Having endured a relatively barren period that saw the club fail to win a league title since 1994, O'Neill's arrival signaled an almost instant upturn in fortunes.
From his prior role with Scotland's Brechin City, O'Neill brought with him the Scottish forward Gary Twigg. Perhaps the decisive player in Rovers' ascent under O'Neill, Twigg would go from being the first player to score in the new Tallaght stadium to averaging out over a goal a game in his four seasons with the club.
Reminiscent of Mark Hughes in his execution, Twigg's goals would drive Shamrock Rovers to within 4 points of league winners Bohemians in 2009.
Having made competitive inroads at this first attempt, O'Neill's remaining two years with the club marked the astounding resurrection complete.
Successive league wins and a Setanta Cup were the precursor to a European adventure the like of which no Irish club had witnessed in many years.
Their second-placed finish in 2009 placed the club among the Irish contingent battling it out in the Europa League playoffs in 2010/11. Having overcome the Israeli side Bnei Yehuda, Shamrock Rovers were handed a tie against Juventus.
Largely unwinnable, the experience was nonetheless as fortuitous as it was beneficial practically.
In the 2011/12, the club became the first Irish side to reach the group stages of a major European competition.
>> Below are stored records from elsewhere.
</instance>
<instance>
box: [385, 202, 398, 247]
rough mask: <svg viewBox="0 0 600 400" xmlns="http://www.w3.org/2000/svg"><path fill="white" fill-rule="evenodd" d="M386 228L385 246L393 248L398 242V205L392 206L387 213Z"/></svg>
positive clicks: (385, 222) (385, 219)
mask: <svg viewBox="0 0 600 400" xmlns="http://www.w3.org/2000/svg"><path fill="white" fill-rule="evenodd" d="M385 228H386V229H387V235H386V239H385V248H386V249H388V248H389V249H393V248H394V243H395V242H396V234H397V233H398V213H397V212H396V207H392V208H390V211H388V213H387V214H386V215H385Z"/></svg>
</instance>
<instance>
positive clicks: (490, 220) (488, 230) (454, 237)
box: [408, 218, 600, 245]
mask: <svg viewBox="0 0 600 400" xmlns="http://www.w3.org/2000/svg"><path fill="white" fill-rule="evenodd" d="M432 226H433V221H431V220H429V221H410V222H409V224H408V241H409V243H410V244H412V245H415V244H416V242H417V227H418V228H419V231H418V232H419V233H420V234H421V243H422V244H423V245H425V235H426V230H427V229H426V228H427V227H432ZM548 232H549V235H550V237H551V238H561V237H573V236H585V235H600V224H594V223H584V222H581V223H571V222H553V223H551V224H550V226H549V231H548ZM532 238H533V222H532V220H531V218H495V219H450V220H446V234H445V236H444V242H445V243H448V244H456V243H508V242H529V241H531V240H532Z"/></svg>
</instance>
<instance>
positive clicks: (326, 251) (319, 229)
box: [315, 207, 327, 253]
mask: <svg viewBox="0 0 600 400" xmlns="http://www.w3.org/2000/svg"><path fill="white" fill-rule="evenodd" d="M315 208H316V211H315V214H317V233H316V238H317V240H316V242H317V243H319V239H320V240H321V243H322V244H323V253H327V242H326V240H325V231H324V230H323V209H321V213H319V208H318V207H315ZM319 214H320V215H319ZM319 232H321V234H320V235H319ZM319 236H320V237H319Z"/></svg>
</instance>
Though they did not break the ground Dundalk would a few years later, the advances O'Neill's side made were tangible, and, perhaps, in accordance with where a club of Shamrock Rovers' size feels it ought to be.
Such experience would be vital in the harsh and often delusional microcosm of Scottish football.
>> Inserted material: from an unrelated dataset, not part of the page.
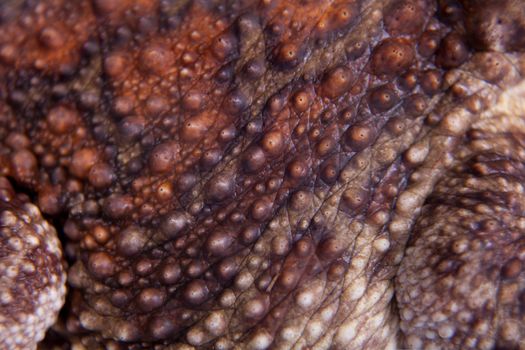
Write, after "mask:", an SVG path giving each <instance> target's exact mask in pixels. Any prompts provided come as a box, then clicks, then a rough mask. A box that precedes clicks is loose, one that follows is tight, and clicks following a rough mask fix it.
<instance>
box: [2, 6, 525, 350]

While there are those that will question a) O'Neill's decision to leave a national team for another national team that they are out-performing and b) his reluctance to engage once more with club football at a considerably higher level than he has previous experience of, it would be an appointment that may best suit all parties involved.
As was alluded to previously, O'Neill's impact with Northern Ireland has probably hit a peak that cannot feasibly be repeated or surpassed. With an aging squad, a relatively tiny population and the fear that promising players they do develop take up the opportunity to represent the Republic, Scotland, for all their current woes, possess promise that Northern Ireland are never likely to rival long-term.
Regarding a potential move into - more than likely - Championship level football with an English club, the attraction is obvious, and the potential rewards incredible.
Yet, with a wariness that may be shared by Chris Coleman of Wales, the good work that is achieved at international level is often quickly overlooked if a club role fails to deliver on expectation.
Similarly, how far would O'Neill need to rise before feeling the kind of exaltation that came with bringing a team to a major international tournament; let alone his own nation.
With the next competitive games some way off for both Northern Ireland and Scotland, this may by no means be a quick process. However, should O'Neill decide to embrace the interest being directed his way by the Scottish FA, it is by no means unfeasible that success will follow O'Neill once more - his spells north and south of the Irish border give reasons to be confident of that.